I have 3 Rule pumps, 1 aft, 1 in the ER bilge, and 1 forward. I also have a shower pump, but as it is inside a sump box, it wouldn't help much unless I disconnected the hose from the shower to open it up. There is a manual pump centrally in the ER. I have one spare on board.
 
Most electric pumps (even the large ones) are generally good for dispensing of water from small leaks and accumulations from rain, leaving a hatch open, shaft drips, etc. No electric pump is going to offset a leak from a hull breach.

I felt pretty comfortable with my current setup: 4 pumps with a total nominal capacity of 8500 GPH on a 40' boat.

However, when changing the depth transducer I realized a failure of even that single small fitting would overwhelm all my pumping capacity and sink the boat.

The math is pretty straightforward. Even assuming all 4 pumps work correctly my effective pump rate would probably be 4000-5000 GPH. The transducer fitting, a 2" hole located 2' below the waterline will admit about 6700 GPH.

Absent quickly acquiring more pumping capacity or stemming the flow, the boat is going to the bottom.

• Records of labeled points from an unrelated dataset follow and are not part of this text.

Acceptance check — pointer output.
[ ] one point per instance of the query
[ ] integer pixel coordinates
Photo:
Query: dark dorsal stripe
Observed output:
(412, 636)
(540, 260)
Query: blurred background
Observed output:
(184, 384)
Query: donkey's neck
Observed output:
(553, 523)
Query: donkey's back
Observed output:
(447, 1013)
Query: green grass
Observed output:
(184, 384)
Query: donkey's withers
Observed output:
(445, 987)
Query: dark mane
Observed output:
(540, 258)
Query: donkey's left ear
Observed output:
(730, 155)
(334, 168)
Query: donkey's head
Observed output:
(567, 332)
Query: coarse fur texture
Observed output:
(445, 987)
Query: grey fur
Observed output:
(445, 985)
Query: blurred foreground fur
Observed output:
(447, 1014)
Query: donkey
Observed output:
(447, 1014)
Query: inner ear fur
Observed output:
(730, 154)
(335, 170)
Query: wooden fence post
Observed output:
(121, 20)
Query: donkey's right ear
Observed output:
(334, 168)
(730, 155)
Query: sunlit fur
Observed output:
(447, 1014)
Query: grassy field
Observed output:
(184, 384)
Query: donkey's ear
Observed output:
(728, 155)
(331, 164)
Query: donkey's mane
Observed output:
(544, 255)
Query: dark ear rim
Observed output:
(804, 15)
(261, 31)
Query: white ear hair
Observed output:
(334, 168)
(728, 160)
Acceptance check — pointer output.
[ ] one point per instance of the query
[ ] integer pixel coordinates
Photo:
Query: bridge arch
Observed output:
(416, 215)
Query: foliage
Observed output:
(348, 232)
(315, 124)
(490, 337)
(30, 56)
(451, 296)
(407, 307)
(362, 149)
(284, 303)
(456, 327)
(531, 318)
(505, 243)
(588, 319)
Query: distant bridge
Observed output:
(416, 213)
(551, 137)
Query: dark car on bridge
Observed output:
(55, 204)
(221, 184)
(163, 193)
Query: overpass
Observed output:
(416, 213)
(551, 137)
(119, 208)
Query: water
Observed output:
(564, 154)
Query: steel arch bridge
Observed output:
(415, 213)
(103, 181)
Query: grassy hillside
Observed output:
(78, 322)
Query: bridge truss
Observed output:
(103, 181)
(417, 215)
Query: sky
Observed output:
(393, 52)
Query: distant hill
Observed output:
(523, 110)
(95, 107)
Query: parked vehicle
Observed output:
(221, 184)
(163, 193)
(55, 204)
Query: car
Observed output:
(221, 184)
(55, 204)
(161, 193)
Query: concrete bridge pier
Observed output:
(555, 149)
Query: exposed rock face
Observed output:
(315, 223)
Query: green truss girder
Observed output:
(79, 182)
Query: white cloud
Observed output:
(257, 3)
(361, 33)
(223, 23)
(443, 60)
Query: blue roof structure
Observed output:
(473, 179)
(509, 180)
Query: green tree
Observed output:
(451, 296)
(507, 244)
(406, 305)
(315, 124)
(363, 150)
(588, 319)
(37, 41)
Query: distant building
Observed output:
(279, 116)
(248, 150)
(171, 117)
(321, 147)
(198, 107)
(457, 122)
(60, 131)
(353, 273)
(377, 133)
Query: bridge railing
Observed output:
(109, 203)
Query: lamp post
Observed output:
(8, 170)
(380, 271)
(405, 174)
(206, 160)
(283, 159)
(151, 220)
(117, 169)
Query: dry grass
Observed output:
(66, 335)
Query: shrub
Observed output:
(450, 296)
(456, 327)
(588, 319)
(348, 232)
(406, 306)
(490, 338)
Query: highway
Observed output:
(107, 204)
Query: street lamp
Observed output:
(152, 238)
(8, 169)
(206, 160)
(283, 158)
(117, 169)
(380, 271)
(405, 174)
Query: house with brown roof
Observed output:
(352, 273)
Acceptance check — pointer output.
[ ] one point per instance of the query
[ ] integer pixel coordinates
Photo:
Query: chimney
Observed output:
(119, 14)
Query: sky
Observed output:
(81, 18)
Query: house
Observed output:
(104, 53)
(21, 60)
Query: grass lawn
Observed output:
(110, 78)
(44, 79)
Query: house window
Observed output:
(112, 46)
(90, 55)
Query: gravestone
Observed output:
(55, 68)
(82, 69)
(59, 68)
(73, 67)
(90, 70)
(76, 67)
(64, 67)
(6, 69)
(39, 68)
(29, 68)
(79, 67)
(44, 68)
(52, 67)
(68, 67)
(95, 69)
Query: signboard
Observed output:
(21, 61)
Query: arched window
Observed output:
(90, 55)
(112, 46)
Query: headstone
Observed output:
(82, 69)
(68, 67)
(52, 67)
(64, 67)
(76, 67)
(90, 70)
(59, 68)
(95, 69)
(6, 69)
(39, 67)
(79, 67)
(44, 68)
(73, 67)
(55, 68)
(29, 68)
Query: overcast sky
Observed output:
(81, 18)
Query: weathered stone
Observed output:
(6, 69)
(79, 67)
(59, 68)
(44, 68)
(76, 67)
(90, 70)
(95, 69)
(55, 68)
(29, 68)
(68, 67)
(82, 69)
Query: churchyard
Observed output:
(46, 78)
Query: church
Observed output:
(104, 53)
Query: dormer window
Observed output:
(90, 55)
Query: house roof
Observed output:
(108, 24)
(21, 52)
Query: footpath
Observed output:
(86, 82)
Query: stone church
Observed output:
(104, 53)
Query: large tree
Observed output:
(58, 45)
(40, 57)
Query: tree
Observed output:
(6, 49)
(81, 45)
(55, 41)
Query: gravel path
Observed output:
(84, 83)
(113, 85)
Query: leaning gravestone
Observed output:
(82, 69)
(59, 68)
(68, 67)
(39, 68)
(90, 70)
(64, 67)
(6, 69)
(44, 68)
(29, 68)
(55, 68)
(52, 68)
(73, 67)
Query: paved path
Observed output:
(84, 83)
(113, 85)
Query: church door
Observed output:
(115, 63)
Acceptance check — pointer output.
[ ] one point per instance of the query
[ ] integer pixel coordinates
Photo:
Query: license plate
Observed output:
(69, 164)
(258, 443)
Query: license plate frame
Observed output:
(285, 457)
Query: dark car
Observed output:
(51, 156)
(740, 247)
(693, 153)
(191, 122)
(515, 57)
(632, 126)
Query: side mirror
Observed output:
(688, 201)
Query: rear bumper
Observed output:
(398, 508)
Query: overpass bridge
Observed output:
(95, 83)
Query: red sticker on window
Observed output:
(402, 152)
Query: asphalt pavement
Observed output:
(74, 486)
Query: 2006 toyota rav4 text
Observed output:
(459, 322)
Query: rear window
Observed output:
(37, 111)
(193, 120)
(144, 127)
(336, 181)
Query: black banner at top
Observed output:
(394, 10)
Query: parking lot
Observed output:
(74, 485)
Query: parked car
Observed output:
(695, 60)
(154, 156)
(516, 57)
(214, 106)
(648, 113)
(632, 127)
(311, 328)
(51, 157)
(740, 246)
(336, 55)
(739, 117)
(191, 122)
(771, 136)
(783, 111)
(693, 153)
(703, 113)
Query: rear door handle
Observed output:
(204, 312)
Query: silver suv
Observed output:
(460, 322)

That is just an example, but my takeaway is the importance of the advice above: Be ready to deal with flooding situations by limiting the ingress of water--don't just expect to rely on your pumps.
 
2 compartments with 2 bilge pumps each plus the shower sump pump. All less than 5 years old and water tested annually. Also have dry bilges.

Ted
 
That is just an example, but my takeaway is the importance of the advice above: Be ready to deal with flooding situations by limiting the ingress of water--don't just expect to rely on your pumps.

I wholeheartedly agree! Focusing on pumps is important, but boaters should seriously focus more energy on their thru hull and seacock situation (e.g., use through bolted sea cocks with heafty flange adapters).

I do feel confident in my prop shaft driven bilge pump. Assuming my engine is still working, it should move a lot of water (thousands of gallons per hour). It is probably overkill for my 24' trawler. I mostly travel the Florida ICW and coastal waters, so my hope is it will provide enough time for me to beach the boat, plug the hole, or get my wife and little one on the dinghy!
 
If one had a hole in the hull he needed to try to fill in an emergency, I read on another thread that people have used foam rubber. Would that be like memory foam or some other kind?
 
Three 2000 GPH on two circuits. One at lowest point aft engine, one forward of engine, and on forward under galley with catastrophic alarm. Also plumbing engine raw water intake to bilge via y-valve.
 
Three in bilge with float switches. Plus one diaphragm type, manually switched, with a pancake pickup to get the bilge almost dry.

Two in shower sumps with float switches.

Three in spare parts inventory.
 
Three normal, one high water level emergency, and one shower sump.